Your firm should take prompt action to correct the violations addressed in this letter. Failure to promptly correct these violations may result in regulatory action being initiated by the FDA without further notice. These actions include, but are not limited to, seizure, injunction, and civil money penalties. Also, federal agencies may be advised of the issuance of Warning Letters about devices so that they may take this information into account when considering the award of contracts. Additionally, premarket approval applications for Class III devices to which the Quality System regulation violations are reasonably related will not be approved until the violations have been corrected. Requests for Certificates to Foreign Governments will not be granted until the violations related to the subject devices have been corrected.

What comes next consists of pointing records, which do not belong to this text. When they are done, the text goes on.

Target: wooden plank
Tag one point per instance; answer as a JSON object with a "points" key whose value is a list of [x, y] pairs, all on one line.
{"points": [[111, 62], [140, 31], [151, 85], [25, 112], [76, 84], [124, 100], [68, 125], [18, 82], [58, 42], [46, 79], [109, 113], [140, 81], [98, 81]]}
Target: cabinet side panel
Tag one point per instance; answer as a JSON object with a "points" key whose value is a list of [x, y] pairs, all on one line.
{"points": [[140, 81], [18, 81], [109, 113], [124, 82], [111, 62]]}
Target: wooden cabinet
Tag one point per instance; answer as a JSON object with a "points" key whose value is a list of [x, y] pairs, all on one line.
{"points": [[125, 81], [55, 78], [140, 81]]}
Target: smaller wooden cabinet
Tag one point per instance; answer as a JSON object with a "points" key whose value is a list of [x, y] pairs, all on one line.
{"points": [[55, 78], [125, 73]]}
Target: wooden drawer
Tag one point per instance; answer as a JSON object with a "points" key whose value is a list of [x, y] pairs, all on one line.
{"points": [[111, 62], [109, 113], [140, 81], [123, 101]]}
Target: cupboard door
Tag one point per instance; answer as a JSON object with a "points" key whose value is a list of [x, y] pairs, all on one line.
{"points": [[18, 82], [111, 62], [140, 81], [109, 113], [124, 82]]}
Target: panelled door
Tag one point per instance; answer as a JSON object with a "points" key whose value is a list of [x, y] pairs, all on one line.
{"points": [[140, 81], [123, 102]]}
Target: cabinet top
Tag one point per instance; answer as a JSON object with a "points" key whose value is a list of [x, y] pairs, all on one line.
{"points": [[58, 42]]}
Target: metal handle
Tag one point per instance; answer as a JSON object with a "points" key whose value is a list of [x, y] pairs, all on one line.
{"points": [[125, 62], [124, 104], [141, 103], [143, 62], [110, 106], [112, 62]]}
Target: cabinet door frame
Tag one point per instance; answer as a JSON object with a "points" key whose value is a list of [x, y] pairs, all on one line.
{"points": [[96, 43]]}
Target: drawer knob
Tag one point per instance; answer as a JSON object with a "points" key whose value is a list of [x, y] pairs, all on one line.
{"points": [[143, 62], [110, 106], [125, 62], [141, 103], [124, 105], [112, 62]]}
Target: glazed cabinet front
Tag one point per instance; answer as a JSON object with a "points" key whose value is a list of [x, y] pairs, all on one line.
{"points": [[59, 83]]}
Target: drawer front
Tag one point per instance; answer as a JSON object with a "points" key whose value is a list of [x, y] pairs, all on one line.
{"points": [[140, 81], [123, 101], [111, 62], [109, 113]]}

Please notify this office in writing within fifteen business days from the date you receive this letter of the specific steps your firm has taken to correct the noted violations, as well as an explanation of how your firm plans to prevent these violations, or similar violations, from occurring again. Include documentation of the corrections and/or corrective actions (including any systemic corrective actions) that your firm has taken. If your firm's planned corrections and/or corrective actions will occur over time, please include a timetable for implementation of those activities. If corrections and/or corrective actions cannot be completed within fifteen business days, state the reason for the delay and the time within which these activities will be completed. Your firm's response should be comprehensive and address all violations included in this Warning Letter.
Your firm's response should be sent to:
Director, Compliance Branch
Food and Drug Administration
Irvine, CA 92612-2506
If you have any questions about the contents of this letter, please contact: Dr. Raymond W. Brullo, Compliance Officer at 949-608-2918.
Finally, you should know that this letter is not intended to be an all inclusive list of the violations at your firm's facility. It is your firm's responsibility to ensure compliance with applicable laws and regulations administered by FDA. The specific violations noted in this letter and in the Inspectional Observations, Form FDA 483, issued at the close of the inspection may be symptomatic of serious problems in your firm's manufacturing and quality management systems.
Your firm should investigate and determine the causes of the violations, and take prompt actions to correct the violations and bring the products into compliance.